If there were one healthcare stock that absolutely dominated over the last few years in Canada, it has to be WELL Health Technologies (TSX:WELL). And yet, you wouldn’t think so from looking at its share price.
After all, shares of WELL stock have all but collapsed since the pandemic. Despite proving its worth during COVID-19 and afterwards, the company continues to struggle to win back investors. Today, let’s look at why long-term investors may want to consider WELL stock once more.
The finances
WELL Health Technologies has demonstrated impressive financial performance, achieving record revenues and net income. In the first quarter of 2024, the company reported revenues of $231.6 million, a 37% increase from the first quarter (Q1) of 2023. Additionally, WELL posted a net income of $15.1 million, a significant turnaround from a $14.4 million loss in Q1 2023. The profit margin improved to 6.5% from a previous net loss margin.
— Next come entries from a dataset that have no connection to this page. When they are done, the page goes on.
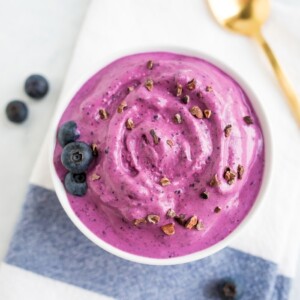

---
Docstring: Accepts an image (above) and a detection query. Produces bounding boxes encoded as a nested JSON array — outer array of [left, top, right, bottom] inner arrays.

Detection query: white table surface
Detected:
[[0, 0, 300, 300]]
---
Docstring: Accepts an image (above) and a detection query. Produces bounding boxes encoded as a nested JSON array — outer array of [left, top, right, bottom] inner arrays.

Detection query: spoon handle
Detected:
[[253, 32, 300, 127]]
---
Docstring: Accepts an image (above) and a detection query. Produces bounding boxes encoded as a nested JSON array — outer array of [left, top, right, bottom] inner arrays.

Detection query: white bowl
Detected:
[[50, 47, 273, 265]]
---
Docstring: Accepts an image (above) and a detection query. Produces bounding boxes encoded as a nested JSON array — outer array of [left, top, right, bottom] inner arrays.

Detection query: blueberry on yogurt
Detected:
[[61, 142, 93, 174], [64, 173, 87, 196], [57, 121, 80, 147]]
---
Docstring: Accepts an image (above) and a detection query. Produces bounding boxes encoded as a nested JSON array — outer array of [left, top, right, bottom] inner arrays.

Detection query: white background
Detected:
[[0, 0, 300, 300]]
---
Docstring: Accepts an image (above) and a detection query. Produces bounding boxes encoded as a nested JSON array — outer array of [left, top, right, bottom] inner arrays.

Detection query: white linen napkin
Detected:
[[0, 0, 300, 299]]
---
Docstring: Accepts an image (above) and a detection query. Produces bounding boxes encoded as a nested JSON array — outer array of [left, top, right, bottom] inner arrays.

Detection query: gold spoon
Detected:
[[207, 0, 300, 126]]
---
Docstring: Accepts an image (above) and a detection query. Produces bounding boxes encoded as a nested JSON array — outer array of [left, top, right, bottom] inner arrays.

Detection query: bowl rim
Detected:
[[49, 46, 273, 265]]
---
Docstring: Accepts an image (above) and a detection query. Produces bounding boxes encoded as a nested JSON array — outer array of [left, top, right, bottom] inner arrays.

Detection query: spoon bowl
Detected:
[[207, 0, 300, 127], [208, 0, 270, 35]]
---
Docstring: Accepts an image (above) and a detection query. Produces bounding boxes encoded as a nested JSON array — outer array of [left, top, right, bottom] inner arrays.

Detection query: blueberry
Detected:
[[65, 173, 87, 196], [25, 74, 49, 99], [61, 142, 93, 174], [6, 100, 28, 123], [57, 121, 80, 147], [218, 278, 243, 300]]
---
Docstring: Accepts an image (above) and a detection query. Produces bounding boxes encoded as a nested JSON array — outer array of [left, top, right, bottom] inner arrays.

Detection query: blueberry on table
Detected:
[[25, 74, 49, 100], [61, 142, 93, 174], [218, 278, 243, 300], [64, 173, 87, 196], [57, 121, 80, 147], [6, 100, 28, 123]]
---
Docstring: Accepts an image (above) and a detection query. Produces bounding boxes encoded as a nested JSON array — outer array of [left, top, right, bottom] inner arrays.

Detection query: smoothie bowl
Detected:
[[51, 51, 271, 265]]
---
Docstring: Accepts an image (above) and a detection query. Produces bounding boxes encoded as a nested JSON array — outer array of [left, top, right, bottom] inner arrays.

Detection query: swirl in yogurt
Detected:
[[54, 52, 264, 258]]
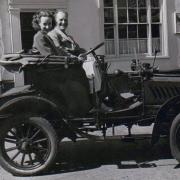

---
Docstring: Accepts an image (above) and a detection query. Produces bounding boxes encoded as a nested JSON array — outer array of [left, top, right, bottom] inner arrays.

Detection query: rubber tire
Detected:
[[169, 114, 180, 162], [0, 115, 59, 176]]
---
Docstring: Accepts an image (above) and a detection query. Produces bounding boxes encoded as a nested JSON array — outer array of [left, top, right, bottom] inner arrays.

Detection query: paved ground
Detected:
[[0, 125, 180, 180]]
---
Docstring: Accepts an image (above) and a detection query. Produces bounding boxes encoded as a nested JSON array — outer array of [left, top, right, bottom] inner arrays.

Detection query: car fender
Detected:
[[0, 95, 76, 140], [152, 95, 180, 144], [0, 95, 62, 119]]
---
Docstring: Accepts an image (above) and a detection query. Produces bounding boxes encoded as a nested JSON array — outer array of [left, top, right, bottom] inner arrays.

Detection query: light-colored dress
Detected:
[[48, 27, 85, 56]]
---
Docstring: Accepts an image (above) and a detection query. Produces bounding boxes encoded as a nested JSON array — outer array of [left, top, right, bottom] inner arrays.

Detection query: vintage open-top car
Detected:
[[0, 43, 180, 175]]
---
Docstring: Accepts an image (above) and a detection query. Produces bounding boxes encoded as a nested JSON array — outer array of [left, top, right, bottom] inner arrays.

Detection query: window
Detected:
[[104, 0, 162, 56]]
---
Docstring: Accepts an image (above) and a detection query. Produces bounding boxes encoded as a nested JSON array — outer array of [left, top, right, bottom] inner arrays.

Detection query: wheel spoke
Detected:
[[28, 153, 33, 165], [11, 151, 21, 161], [5, 146, 17, 152], [4, 138, 17, 144], [26, 125, 31, 138], [9, 129, 20, 140], [9, 129, 16, 136], [6, 135, 17, 140], [33, 138, 48, 144], [33, 146, 48, 152], [21, 153, 26, 166], [35, 152, 45, 164], [30, 129, 41, 139]]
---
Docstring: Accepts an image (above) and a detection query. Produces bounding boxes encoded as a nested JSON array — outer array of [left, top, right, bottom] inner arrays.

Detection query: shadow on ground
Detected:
[[39, 136, 174, 175]]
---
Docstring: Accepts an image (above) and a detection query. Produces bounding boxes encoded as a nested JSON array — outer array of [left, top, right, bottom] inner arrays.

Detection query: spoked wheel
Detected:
[[0, 116, 58, 176], [170, 114, 180, 162]]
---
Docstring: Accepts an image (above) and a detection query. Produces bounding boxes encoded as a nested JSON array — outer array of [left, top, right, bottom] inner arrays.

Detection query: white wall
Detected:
[[0, 0, 11, 53], [0, 0, 180, 71]]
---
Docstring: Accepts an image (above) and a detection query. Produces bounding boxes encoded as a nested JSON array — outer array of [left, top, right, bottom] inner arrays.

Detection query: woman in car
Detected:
[[48, 9, 85, 56], [32, 11, 60, 56]]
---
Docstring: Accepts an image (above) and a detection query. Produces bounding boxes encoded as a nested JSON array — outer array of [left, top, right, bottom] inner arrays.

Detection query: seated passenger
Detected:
[[32, 11, 60, 56], [48, 10, 85, 56]]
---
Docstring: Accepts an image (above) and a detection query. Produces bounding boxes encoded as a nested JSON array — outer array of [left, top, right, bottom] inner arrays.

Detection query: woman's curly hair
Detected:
[[32, 11, 54, 31]]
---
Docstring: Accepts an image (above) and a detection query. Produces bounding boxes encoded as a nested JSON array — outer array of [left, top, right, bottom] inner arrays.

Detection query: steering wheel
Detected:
[[83, 42, 104, 56]]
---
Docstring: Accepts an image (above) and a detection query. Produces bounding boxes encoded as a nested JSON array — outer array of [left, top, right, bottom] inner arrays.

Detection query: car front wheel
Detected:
[[170, 114, 180, 162], [0, 115, 58, 176]]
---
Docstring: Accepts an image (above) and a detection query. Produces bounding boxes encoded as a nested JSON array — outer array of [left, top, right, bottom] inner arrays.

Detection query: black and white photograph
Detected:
[[0, 0, 180, 180]]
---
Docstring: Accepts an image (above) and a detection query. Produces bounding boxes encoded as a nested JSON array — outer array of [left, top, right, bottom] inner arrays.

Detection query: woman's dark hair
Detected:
[[54, 9, 68, 19], [32, 11, 54, 31]]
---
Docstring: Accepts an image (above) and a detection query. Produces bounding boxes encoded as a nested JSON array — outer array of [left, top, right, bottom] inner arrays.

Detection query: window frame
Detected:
[[101, 0, 169, 59]]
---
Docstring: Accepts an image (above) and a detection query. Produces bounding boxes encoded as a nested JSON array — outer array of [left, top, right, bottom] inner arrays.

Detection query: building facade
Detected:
[[0, 0, 180, 79]]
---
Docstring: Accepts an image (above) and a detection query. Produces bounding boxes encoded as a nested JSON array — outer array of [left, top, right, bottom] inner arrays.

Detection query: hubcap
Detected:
[[0, 122, 51, 170]]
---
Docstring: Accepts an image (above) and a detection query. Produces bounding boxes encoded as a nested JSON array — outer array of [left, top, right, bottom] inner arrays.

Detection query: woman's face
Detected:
[[56, 12, 68, 31], [39, 16, 52, 32]]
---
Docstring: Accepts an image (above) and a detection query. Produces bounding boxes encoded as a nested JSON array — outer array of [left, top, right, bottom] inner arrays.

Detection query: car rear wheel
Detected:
[[170, 114, 180, 162], [0, 115, 58, 176]]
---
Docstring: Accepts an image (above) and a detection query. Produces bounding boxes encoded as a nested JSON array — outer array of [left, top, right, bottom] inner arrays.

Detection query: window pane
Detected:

For the full year of 2023, WELL reported record annual revenue of $776.1 million, a 36% increase compared to 2022. The company’s adjusted earnings before interest, taxes, depreciation and amortization (EBITDA) also saw a rise. It reached $88.4 million, a 15% increase from the previous year.
More to come
WELL Health Technologies operates in the rapidly growing digital healthcare sector. This provides a wide range of services, including practitioner-focused healthcare solutions in Canada, the United States, and internationally. The company has capitalized on both organic growth and strategic acquisitions to expand its market reach and service offerings. The recent acquisition of HEALWELL AI and Proack Security Inc. exemplifies WELL’s strategy to enhance its technological capabilities and service portfolio.
Looking forward, WELL’s revenue is forecasted to grow at an average annual rate of 9.6% over the next three years. This would outpace the Canadian healthcare industry average of 8.9%. The growth is driven by the increasing adoption of digital health solutions and the company’s continued expansion into new markets and services.
Yet the valuation remains low
Despite its robust financial performance and growth prospects, WELL Health Technologies is trading at a relatively low valuation. As of the latest reports, WELL’s stock price has increased by approximately 4% in the last year. During that time it reached a new 52-week high of $5.05. However, the stock remains undervalued compared to its peers in the healthcare sector. These hold an average price target of $7.13, suggesting a potential upside of nearly 47%.
Therefore, WELL Health Technologies presents a compelling investment opportunity due to its strong financial performance, growth prospects, and attractive valuation. The company’s focus on digital health and strategic acquisitions positions it well to benefit from the ongoing transformation in the healthcare industry. Investors looking for a high-growth stock in the healthcare sector should consider WELL Health Technologies as a promising candidate for their portfolio.
Bottom line
Altogether, WELL Health Technologies’s impressive financial results, strategic growth initiatives, and attractive valuation make it one of the most undervalued stocks on the TSX. As the digital healthcare market continues to expand, WELL is well-positioned to capitalize on this trend and deliver substantial returns for its investors.